The above painting is world famous, David's The Death of Marat. It is a fine example of revolutionary iconography - the radical Marat, in death, has become a secular martyr. Some commentators have pointed out the similarity to Michealangelo's Pieta - Marat's serene face and his wounds remind us of the Christ who has died in order to save us. The note in Marat's hand, given to him by his killer, Charlotte Corday, renforces David's message that Marat, the revolutionary saint, died in the service of others.
Some years ago, with some students of mine, I decided to try to find the room in Paris where the actual murder of Marat took place. I located the place where Charlotte Corday bought the knife that would become the murder weapon. It was at this spot, in the Palais Royal. (Three of my students served as models.)
Later we stopped at the building which once housed Marat's newspaper, the notorious The People's Friend , infamous for publishing his calls for more heads of aristocrats. It looks innocent enough today and gives no outward sign of its past.
Then we crossed the road to find the site where radical faction, the Cordeliers Club, used to meet in a former church. It was here that Danton and Marat would meet their comrades. (My friend, the artist Paul Smith served as model.)

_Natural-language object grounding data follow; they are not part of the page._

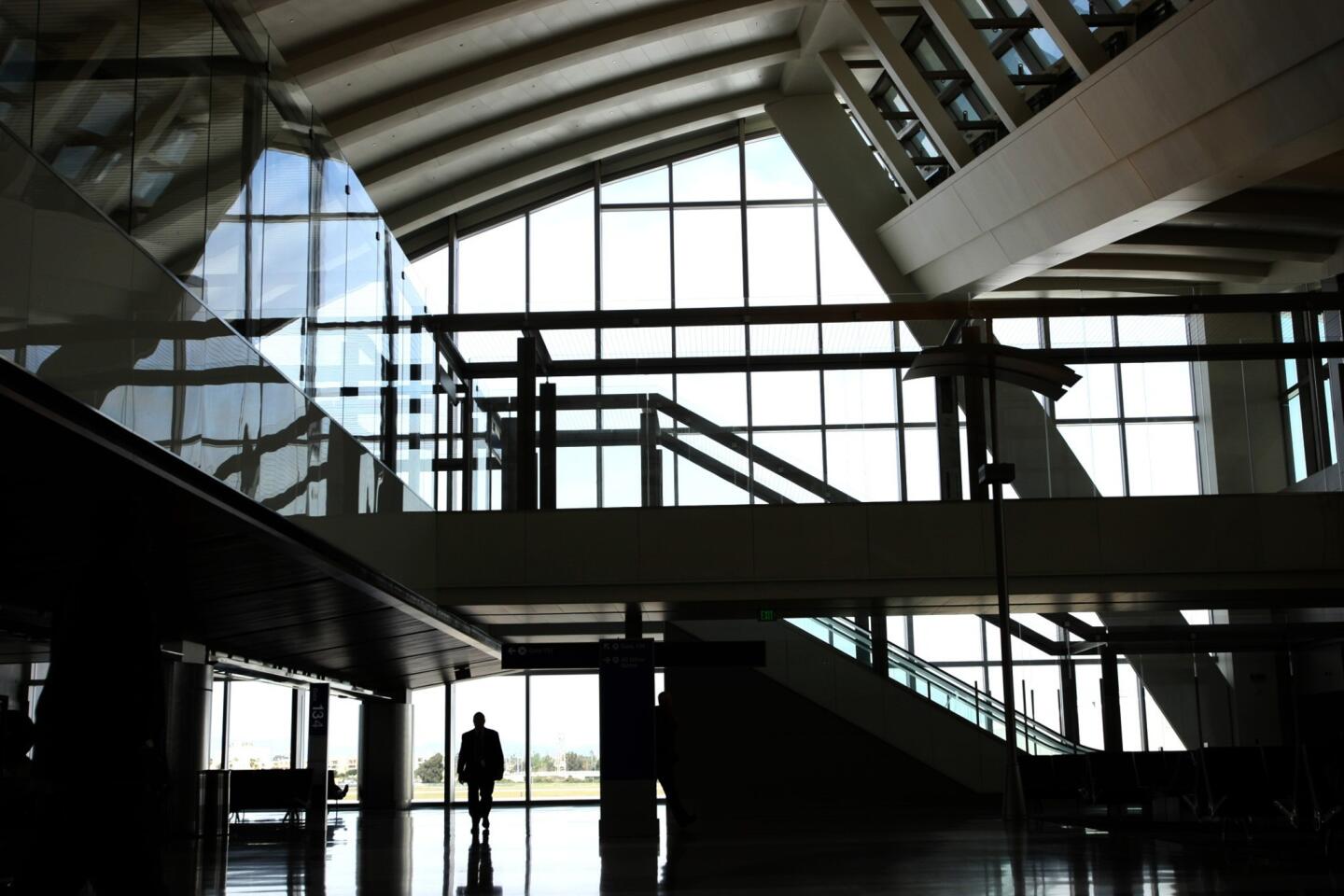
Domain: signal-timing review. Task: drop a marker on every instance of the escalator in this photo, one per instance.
(926, 736)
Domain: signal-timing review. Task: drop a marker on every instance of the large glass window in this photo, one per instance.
(566, 739)
(259, 715)
(429, 752)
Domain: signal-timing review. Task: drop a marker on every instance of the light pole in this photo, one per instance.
(974, 360)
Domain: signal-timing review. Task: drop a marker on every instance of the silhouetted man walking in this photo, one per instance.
(666, 762)
(480, 763)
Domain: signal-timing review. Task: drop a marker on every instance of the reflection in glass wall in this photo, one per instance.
(186, 131)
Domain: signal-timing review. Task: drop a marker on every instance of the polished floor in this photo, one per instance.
(555, 850)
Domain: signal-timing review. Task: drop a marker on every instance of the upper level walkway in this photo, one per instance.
(1074, 553)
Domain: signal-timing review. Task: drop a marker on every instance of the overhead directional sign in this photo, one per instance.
(677, 653)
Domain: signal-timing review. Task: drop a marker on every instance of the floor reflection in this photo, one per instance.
(555, 850)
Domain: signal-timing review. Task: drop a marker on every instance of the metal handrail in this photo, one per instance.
(988, 711)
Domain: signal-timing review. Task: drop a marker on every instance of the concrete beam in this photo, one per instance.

And then, just a few steps further along the former rue de Cordeliers, I pushed open a huge door and entered a courtyard. It was here that Marat once lived and once died. I had to wait for a break in the proceedings, but then I entered the space that housed the friend of the people. And this is what it looks like:
Alas, no bath to be seen - instead, an interactive whiteboard. No upstairs either, Marat's room has vanished. But it was at this spot that Charlotte Corday killed Marat in his bath. He had once been a surgeon, dedicated to saving people's lives. He died a revolutionary who sent many to their deaths. Perhaps, therefore, it is not simply ironic, but also just, that the place where he was killed has become a lecture hall of the College of Medicine at the University of Paris.